Spectral CT Helps Detect Early-Stage COVID-19
By MedImaging International staff writers Posted on 04 Nov 2020 |
Image: Initial conventional axial CT image (A), Spectral ED image clearly showing GGO lesions, and conventional axial CT image two days after images A and B (C). (Photo courtesy of AJR)
A new study suggests using spectral CT with electron density (ED) imaging can indicate the extent of ground-glass lung opacity (GGO) in COVID-19 patients with early-stage disease.
Researchers at Antony's Private Hospital (Antony, France) conducted a retrospective study to assess the potential benefit of spectral imaging in the assessment of lung lesions caused by COVID-19. To do so, they examined data from spectral CT scans conducted in four patients with confirmed COVID-19. The spectral CT images were reconstructed using the standard soft kernel (filter B) and an iterative method used to capture conventional CT images. They then compared the initial conventional CT images with the follow-up ones.
All 45 GGOs identified in the four patients showed up better on the ED images than on the conventional initial CT scans, with the follow-up conventional CT scans confirming the presence of the GGOs. In addition, the results showed that lesion extent, as assessed using a semi-quantitative reporting scale denoting surface area involvement for each lobe, was much easier to determine on the ED images. The study was published on October 21, 2020, in the American Journal of Roentgenology.
“ED imaging may improve the detection of early-stage COVID-19, a stage for which conventional CT has shown limited sensitivity for detection. Spectral CT may also provide a better assessment of the extent of the lung lesions,” said lead author Beatrice Daoud, MD, of the department of radiology. “This study marks the first time investigators have looked into whether spectral CT scans can improve providers’ abilities to assess lung lesion extent.”

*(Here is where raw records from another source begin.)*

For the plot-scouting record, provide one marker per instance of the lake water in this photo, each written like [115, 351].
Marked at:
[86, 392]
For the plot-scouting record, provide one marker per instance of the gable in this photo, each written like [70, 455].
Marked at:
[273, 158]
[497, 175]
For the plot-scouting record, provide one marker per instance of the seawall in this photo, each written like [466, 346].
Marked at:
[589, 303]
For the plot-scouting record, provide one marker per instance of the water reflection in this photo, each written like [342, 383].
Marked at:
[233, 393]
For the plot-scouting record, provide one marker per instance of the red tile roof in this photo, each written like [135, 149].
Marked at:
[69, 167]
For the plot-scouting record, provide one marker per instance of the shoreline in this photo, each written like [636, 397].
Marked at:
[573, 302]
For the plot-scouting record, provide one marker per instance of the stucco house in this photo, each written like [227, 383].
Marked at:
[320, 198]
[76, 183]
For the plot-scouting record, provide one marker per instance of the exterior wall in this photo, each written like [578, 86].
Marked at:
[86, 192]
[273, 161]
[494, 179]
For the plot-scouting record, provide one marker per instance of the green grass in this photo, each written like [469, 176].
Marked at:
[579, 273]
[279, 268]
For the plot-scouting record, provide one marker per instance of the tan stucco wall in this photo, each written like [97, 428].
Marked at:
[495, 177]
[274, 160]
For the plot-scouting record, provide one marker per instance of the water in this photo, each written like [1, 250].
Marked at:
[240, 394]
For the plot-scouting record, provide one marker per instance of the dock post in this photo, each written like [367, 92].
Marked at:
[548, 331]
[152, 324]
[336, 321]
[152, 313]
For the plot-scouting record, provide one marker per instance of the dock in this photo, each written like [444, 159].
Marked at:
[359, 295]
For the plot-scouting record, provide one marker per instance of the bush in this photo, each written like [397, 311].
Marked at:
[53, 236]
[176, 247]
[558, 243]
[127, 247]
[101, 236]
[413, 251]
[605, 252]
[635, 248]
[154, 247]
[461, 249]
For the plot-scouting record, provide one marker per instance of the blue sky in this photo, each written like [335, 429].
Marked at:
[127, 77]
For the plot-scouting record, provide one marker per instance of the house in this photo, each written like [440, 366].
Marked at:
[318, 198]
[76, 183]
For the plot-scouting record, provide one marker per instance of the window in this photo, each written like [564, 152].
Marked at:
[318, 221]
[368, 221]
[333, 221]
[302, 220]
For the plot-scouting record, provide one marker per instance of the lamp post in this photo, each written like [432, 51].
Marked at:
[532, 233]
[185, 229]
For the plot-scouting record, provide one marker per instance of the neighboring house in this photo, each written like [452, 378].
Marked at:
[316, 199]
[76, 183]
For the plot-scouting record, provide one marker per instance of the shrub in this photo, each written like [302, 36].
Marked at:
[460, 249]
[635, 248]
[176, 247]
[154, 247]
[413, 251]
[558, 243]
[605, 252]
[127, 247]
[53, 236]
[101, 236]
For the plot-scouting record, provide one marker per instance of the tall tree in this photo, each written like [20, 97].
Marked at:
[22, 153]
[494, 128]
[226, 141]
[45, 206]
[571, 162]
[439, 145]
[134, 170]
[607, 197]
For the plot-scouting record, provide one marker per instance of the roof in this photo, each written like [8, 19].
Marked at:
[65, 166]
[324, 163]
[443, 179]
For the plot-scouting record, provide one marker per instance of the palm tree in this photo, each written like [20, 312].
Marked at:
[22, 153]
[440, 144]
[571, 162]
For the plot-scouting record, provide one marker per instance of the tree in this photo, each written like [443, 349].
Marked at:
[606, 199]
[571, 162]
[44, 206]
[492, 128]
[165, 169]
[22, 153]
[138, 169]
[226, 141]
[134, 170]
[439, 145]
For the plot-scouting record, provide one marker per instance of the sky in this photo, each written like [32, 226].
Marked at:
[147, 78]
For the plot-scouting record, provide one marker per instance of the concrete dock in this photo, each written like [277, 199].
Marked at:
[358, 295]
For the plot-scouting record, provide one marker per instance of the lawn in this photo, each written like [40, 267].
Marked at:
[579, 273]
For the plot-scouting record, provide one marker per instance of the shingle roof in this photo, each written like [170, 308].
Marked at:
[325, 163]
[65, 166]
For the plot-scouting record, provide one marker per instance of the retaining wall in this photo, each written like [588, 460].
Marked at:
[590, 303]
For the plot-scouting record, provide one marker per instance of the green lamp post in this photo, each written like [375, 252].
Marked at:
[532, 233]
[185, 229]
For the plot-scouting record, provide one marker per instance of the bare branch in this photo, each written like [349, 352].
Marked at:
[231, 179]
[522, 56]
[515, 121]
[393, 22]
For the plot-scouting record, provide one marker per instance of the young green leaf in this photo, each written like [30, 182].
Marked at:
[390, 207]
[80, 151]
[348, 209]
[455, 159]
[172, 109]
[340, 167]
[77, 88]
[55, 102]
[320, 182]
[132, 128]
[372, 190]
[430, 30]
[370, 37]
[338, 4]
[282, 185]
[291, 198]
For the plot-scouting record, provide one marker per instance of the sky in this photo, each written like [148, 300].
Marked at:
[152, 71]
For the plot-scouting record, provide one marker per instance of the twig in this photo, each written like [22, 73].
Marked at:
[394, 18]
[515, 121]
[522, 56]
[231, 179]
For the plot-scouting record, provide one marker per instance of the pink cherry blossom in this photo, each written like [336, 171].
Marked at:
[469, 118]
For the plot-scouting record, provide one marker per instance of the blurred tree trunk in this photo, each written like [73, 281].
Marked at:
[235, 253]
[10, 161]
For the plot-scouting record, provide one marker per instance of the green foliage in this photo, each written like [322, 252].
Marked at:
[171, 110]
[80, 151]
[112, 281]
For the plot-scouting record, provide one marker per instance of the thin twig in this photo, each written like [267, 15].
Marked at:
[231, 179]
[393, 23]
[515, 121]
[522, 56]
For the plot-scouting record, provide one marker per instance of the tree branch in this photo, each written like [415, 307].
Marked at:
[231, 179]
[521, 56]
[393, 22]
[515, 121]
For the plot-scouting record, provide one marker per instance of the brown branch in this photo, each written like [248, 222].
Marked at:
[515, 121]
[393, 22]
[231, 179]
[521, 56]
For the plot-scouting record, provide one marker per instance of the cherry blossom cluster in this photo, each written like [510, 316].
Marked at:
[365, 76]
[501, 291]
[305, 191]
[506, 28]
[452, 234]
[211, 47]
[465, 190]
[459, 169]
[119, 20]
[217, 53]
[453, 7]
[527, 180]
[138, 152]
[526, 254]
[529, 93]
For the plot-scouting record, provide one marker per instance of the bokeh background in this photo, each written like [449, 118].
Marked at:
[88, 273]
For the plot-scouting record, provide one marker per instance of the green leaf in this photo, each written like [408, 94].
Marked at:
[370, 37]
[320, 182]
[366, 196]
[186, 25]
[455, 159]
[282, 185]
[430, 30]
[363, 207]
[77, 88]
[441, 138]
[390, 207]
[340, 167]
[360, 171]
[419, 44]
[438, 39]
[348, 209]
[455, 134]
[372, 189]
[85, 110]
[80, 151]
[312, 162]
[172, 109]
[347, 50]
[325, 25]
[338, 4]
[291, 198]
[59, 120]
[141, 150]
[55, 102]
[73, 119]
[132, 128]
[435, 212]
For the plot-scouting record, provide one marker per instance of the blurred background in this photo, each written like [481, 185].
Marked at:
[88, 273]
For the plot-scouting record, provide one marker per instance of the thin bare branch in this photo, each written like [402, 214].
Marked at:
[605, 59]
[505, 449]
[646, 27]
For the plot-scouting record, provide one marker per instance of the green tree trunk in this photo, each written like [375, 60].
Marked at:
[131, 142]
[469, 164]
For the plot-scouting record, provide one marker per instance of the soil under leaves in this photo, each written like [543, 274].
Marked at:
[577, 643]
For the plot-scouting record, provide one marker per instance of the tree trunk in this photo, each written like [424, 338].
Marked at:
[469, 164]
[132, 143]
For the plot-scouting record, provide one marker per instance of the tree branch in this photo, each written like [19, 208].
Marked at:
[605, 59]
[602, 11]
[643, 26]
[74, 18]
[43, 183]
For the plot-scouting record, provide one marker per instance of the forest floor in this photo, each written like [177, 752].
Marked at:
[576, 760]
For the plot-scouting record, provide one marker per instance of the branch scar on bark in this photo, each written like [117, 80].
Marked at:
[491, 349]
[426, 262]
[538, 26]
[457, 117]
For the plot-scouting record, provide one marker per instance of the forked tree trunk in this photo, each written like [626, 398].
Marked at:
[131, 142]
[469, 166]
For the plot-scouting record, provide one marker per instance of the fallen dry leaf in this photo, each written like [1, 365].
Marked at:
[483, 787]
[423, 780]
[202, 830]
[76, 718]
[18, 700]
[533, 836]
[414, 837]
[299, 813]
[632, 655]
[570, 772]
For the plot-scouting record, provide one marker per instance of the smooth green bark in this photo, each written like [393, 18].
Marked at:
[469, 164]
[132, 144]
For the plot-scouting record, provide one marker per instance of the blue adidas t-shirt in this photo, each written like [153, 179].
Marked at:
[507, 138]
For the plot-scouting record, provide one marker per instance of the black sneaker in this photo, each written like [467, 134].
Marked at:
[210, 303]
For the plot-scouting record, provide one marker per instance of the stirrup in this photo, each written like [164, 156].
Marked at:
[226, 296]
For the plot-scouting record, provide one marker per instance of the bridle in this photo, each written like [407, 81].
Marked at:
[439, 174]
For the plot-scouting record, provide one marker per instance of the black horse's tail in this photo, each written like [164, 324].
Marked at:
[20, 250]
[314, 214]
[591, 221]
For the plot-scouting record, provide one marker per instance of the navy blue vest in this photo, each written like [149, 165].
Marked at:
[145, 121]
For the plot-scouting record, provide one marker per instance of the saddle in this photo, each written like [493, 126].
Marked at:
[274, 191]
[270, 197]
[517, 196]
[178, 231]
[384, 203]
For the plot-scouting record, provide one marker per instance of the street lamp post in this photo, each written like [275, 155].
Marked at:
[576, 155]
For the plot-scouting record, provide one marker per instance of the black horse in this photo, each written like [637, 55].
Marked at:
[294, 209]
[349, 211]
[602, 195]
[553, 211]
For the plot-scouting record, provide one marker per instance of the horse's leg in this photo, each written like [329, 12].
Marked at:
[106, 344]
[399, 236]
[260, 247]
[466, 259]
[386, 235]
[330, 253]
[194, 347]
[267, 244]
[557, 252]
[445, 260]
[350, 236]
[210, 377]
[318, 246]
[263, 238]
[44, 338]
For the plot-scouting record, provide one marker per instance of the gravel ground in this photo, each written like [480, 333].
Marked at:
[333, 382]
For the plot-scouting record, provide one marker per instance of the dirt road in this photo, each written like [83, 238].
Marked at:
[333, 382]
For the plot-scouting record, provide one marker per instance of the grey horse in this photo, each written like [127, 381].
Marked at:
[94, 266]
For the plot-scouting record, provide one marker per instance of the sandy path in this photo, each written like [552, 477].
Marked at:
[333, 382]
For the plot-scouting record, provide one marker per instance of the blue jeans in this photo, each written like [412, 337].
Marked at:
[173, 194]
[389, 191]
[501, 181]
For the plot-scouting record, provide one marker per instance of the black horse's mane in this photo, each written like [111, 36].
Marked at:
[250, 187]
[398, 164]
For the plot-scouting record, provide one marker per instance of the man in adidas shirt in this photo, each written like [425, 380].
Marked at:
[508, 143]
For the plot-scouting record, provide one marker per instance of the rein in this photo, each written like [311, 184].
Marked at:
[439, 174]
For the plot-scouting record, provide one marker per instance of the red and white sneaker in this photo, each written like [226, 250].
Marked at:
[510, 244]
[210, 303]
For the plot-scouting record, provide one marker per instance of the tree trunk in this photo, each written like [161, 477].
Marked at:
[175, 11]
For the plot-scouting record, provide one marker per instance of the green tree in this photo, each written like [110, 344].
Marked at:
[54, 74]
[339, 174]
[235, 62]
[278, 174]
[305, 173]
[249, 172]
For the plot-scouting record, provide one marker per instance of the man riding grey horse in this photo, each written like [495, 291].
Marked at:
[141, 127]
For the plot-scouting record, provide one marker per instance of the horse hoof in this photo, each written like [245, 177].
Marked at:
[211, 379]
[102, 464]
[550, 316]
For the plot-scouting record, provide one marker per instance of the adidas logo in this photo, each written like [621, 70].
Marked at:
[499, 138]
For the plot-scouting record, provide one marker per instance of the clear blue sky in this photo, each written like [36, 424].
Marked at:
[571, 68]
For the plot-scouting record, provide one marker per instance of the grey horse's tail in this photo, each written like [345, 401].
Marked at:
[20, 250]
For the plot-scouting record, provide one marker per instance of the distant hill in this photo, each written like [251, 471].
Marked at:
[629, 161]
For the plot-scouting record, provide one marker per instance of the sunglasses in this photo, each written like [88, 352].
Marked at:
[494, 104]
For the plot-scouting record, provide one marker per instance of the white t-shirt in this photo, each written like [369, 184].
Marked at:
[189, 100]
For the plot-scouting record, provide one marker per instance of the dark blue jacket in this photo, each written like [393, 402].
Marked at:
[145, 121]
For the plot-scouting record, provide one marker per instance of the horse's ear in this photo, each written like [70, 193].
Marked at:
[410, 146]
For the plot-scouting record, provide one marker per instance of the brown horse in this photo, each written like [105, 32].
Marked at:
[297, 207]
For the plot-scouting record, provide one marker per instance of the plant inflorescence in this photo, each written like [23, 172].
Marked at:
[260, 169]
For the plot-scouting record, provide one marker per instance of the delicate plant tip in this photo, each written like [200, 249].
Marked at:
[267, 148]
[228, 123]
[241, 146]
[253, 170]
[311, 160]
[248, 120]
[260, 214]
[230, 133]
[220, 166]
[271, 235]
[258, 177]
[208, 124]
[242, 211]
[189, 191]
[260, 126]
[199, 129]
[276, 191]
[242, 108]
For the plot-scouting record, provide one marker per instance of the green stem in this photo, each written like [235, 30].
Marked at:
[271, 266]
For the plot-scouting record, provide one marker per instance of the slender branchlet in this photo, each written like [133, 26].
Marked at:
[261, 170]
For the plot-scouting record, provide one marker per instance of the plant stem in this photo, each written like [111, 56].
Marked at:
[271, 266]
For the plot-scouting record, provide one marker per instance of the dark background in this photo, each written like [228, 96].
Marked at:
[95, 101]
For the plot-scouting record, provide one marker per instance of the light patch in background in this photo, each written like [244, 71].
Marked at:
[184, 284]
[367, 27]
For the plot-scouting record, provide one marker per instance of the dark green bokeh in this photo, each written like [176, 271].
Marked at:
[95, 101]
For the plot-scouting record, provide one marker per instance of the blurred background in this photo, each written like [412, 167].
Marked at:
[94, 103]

Spectral CT, also known as dual-energy CT, measures tissue attenuation at two different energy levels, allowing computation of the two physical effects responsible for x-ray attenuation, the photoelectric effect and Compton scatter. Multiple spectral images can be created that show the attenuation that would result from a monochromatic x-ray source, iodine maps, effective atomic number maps, and ED maps. These spectral data have been shown to improve contrast enhancement, reduce artifacts, and better characterize tissues.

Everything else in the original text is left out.